When the pandemic first started, there is a big interest in allergic reactions to COVID vaccine. And while that is a potential possibility, the risk for a COVID vaccine allergic reaction is actually really small for anaphylaxis. There is more of a risk of being struck by lightning than there is for having an anaphylactic reaction to a COVID vaccine. The most recent data for MRNA vaccines show allergic reactions are typically between one and five per million doses of COVID vaccine.
The other thing to understand is having a discussion risk-benefit ratio. How I conduct that in my practice is to talk about the benefits that COVID vaccine provides, which is, it does a really good job of preventing COVID hospitalization, death, and severe disease.
The most common side effects that I discuss with my patient are typically local side effects. So that would mean at the injection side. There's there can be pain, redness, swelling. And then there's a small minority. Patients get systemic side effects, so these would be things like chills, fever, muscle, pains, headaches.
There are reports of very rare side effects with COVID vaccine, and I do bring these up because I like for the patients to know. And again, this is an open conversation, and many patients know about some side effects from research on their own. We know that COVID vaccine has been associated with myocarditis in a minority of patients. It's extremely rare. ... But the conversation also should include that in one study, looking at patients with myocarditis, the majority of patients had mild to moderate disease, and they recovered without any intervention.
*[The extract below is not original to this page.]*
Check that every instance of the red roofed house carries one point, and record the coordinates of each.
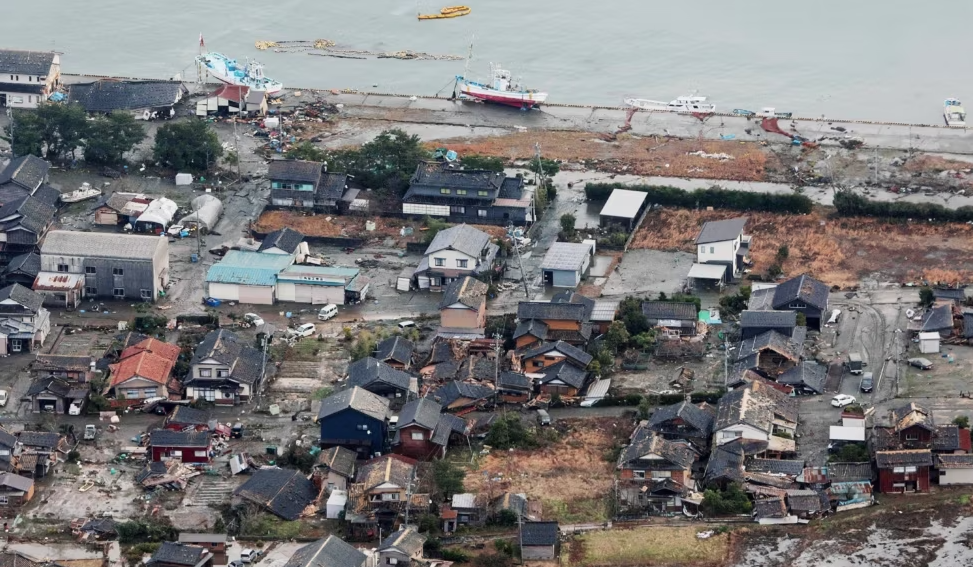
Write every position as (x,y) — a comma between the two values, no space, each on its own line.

And were normal afterwards.
There's also an association between blood clots and the specific J&J vaccine. We know that vaccine is no longer recommended in the US. So I think that's something that patients may bring to a provider to say, what do you think about these type of issues? ...
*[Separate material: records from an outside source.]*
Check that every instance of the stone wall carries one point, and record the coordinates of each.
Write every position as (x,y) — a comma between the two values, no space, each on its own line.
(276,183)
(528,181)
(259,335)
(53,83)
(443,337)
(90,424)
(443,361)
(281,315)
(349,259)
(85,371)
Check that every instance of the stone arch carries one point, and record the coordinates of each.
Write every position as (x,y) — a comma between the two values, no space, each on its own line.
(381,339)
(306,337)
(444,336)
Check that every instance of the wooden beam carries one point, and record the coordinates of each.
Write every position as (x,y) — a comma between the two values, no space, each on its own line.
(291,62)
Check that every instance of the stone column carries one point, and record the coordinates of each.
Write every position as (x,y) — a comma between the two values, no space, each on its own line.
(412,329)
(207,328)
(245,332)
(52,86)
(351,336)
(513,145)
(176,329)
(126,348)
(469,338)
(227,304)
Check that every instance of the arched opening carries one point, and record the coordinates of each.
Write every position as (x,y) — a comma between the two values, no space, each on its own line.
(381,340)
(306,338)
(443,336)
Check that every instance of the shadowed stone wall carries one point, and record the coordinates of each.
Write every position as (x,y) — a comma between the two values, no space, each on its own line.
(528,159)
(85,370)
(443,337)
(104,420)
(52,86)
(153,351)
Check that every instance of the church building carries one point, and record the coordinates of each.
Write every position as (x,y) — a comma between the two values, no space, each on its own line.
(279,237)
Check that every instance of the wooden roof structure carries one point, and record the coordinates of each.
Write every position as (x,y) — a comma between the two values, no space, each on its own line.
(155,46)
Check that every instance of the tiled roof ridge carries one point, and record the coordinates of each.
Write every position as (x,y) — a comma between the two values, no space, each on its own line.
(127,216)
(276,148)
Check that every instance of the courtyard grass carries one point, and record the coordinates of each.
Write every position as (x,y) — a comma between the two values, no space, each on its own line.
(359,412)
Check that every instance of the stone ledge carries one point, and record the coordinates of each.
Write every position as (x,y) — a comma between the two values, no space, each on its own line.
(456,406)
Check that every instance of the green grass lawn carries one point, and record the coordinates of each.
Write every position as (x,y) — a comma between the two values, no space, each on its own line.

One of the things that we're fortunate about in health care is that to this date, the number one trusted source for a patient with regards to vaccines is still the health care provider. That's important. It's not social media. It's not the FDA or the CDC or Dr. Fauci. It's actually their health care provider. So we, as health care providers, have an important role in understanding and explaining and really advocating.
... It's important to give our strong opinion for vaccination, and that that is something that patients can really latch on to, and really trust the source that it's coming from.